On the fundament that RNA scaffold in vivo has been achieved, we aimed to design and assemble controllable scaffolds. A designed theophylline aptamer was added on the original scaffold D0 in order to produce an interaction with MS2 aptamer in the absence of theophylline, thus disturbing the bind of MS2 aptamer and corresponding protein. However in the presence of theophylline, the interaction would disappear with the change of theophylline aptamer. We called these controllable scaffolds 'clovers'. Three versions of clover were designed, which have different interaction sites and different relative positions between the theophylline and MS2 aptamers.

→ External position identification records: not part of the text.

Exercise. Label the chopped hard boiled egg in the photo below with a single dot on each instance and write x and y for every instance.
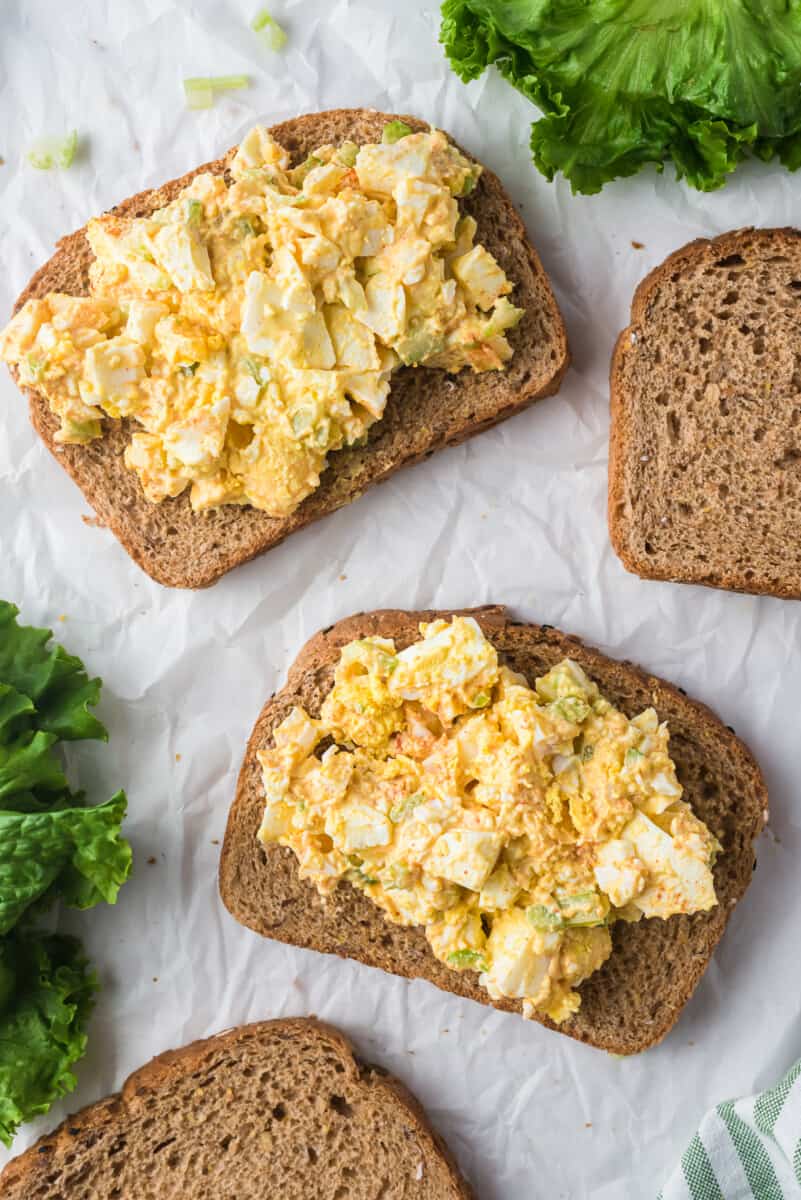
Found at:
(515, 823)
(251, 328)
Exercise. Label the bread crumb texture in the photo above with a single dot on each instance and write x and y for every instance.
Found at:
(278, 1109)
(655, 966)
(705, 448)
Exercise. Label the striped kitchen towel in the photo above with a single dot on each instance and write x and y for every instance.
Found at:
(745, 1150)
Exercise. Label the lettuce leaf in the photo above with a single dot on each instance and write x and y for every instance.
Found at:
(46, 997)
(622, 83)
(77, 850)
(52, 847)
(54, 681)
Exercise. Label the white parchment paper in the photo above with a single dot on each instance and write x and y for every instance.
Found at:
(517, 515)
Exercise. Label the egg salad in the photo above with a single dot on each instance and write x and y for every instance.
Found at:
(252, 325)
(515, 823)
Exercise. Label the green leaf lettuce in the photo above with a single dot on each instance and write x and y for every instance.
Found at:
(52, 847)
(622, 83)
(46, 997)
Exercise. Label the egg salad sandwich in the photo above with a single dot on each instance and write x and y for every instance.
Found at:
(500, 810)
(269, 1110)
(224, 359)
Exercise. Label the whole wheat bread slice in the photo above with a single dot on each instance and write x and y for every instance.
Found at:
(655, 966)
(427, 408)
(281, 1110)
(705, 445)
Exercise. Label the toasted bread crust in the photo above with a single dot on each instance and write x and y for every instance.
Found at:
(425, 413)
(625, 414)
(120, 1114)
(638, 995)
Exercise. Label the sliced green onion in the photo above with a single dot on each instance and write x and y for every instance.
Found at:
(473, 959)
(393, 131)
(347, 154)
(269, 30)
(50, 153)
(200, 90)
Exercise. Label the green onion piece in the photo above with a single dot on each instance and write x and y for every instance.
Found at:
(393, 131)
(473, 959)
(200, 90)
(544, 918)
(269, 30)
(257, 370)
(347, 154)
(245, 227)
(50, 153)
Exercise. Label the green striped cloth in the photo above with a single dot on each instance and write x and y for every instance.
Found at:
(745, 1150)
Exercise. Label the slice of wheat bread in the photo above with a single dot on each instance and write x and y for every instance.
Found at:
(427, 408)
(637, 996)
(705, 444)
(281, 1109)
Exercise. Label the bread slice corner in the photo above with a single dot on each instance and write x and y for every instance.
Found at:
(281, 1108)
(426, 412)
(705, 397)
(637, 996)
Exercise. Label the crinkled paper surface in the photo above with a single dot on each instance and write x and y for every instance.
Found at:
(517, 515)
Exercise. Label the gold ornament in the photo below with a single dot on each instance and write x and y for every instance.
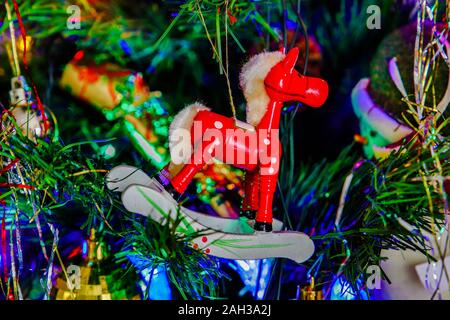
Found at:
(86, 283)
(310, 292)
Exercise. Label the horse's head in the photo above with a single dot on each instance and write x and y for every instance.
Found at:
(284, 83)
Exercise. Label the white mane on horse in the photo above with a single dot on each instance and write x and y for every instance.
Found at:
(252, 83)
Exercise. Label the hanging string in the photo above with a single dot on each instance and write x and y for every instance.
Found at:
(224, 70)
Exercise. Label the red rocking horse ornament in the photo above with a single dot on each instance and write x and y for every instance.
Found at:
(198, 135)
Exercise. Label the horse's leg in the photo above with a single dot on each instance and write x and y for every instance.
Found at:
(268, 178)
(250, 202)
(267, 187)
(201, 156)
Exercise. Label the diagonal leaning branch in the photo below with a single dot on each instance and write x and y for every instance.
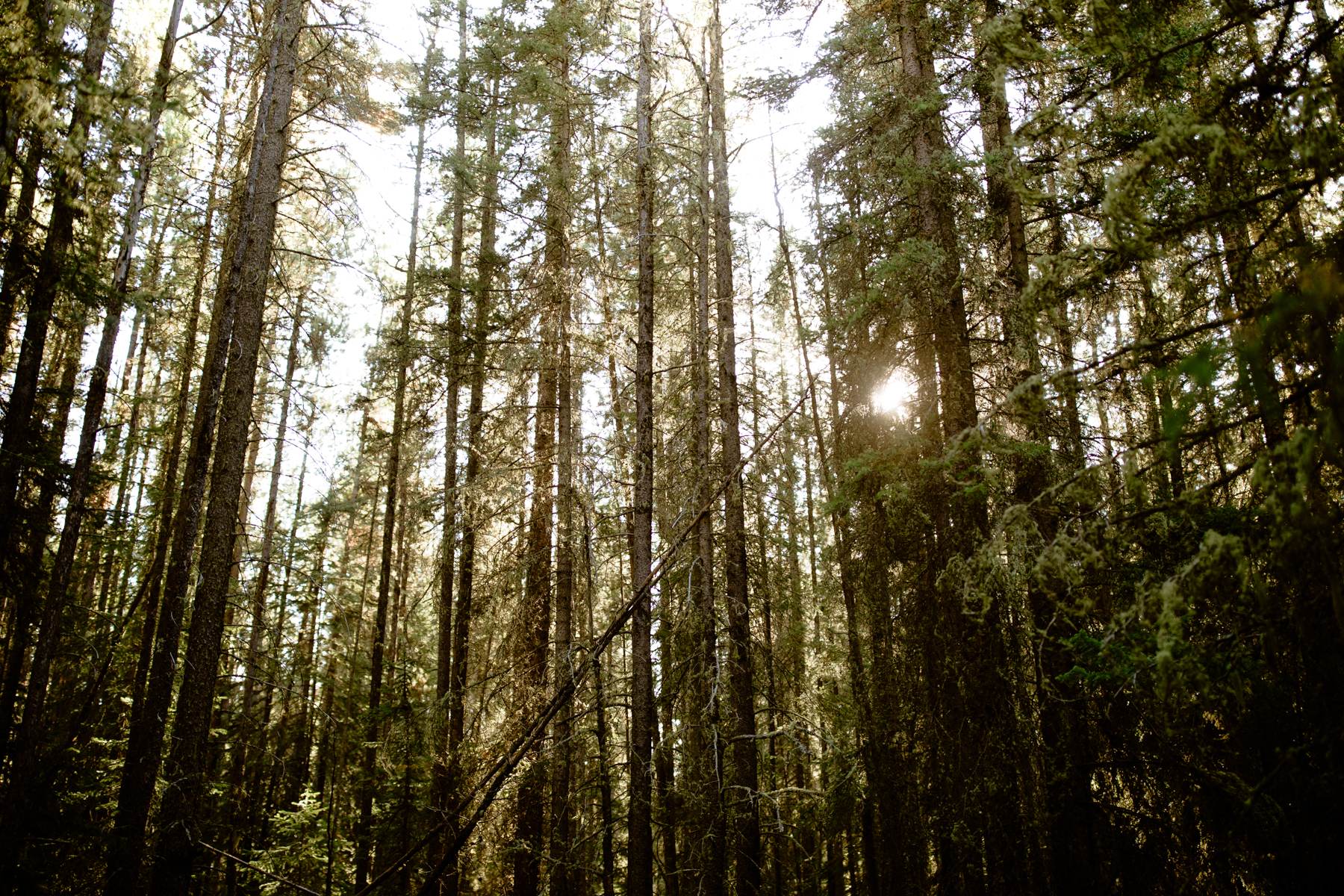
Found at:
(487, 788)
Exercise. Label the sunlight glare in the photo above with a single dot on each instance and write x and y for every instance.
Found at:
(894, 395)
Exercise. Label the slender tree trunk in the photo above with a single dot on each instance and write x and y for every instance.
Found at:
(15, 448)
(369, 783)
(250, 736)
(485, 267)
(746, 850)
(640, 859)
(444, 682)
(707, 835)
(246, 282)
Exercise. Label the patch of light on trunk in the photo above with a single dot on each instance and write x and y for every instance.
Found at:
(894, 394)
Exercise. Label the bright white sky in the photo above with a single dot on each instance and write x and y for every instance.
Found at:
(756, 43)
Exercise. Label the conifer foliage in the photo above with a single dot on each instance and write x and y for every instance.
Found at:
(940, 497)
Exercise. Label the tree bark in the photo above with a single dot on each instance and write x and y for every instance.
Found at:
(746, 850)
(246, 284)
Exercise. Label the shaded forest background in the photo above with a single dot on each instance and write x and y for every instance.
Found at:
(984, 538)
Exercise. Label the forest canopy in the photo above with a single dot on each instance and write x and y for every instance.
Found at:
(880, 448)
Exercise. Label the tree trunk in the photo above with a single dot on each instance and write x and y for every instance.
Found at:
(369, 783)
(746, 852)
(640, 859)
(246, 284)
(15, 448)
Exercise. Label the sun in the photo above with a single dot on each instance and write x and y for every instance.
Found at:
(894, 394)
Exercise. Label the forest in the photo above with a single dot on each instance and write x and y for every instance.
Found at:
(699, 448)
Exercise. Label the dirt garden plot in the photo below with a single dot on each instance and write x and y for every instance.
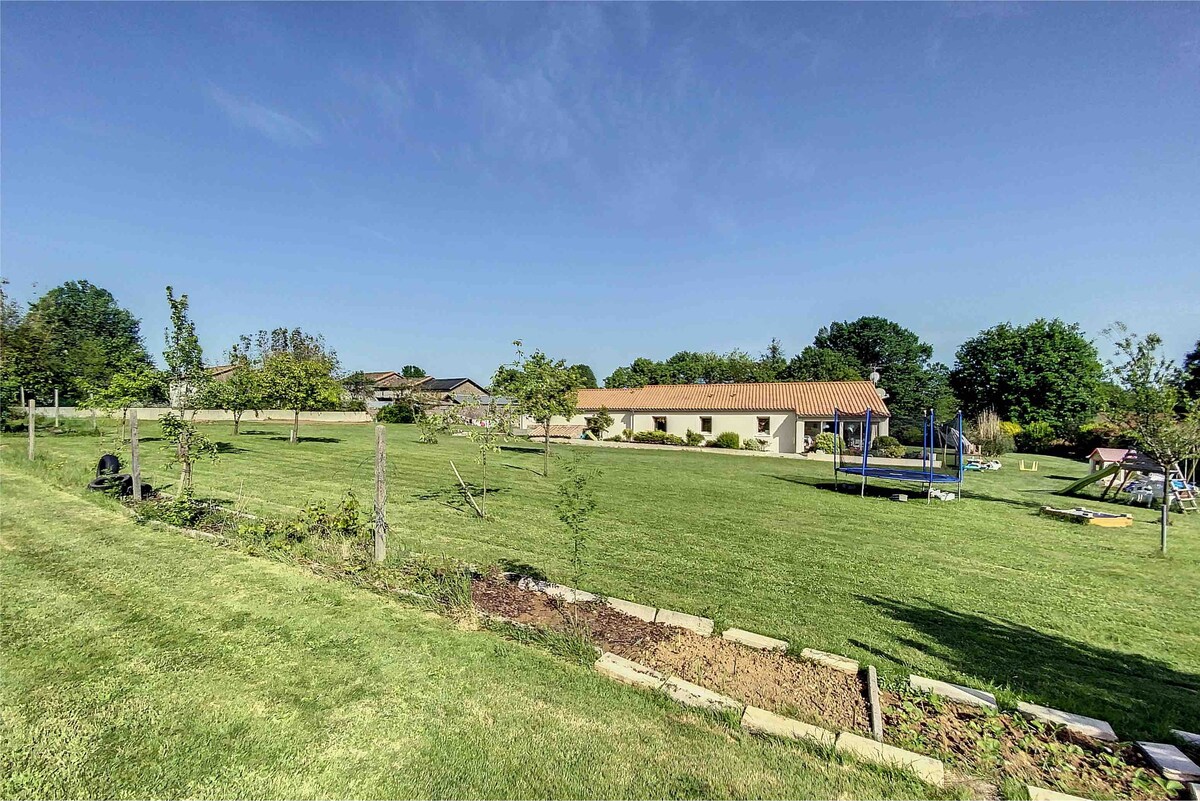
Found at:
(1006, 745)
(766, 679)
(985, 744)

As a preliminary experiment, we use theophylline of different concentrations to test two existing parts, which consist of the gene of a theophylline aptamer and a fluorescent protein.

Clover version two has been synthesized; it was co-transformated into E.coli with Fa-MS2 and Fb-PP7 fusion proteins. As a result, in a certain range of theophylline concentration, the fluorescent intensity has a positive correlation with it, which means controllable scaffold is achieved. Besides, to our surprise, the fluorescent could reach a higher intensity than the original scaffold D0, which means our clover, makes lovers closer!

More future work will be done in the next period. We are going to synthesize clover version one and version three, which seem to have a better control effect. A comparison will be made to find the best design principle of controllable RNA scaffold. We believe that more RNA scaffolds with higher efficiency and better regulative effect will be designed and applied.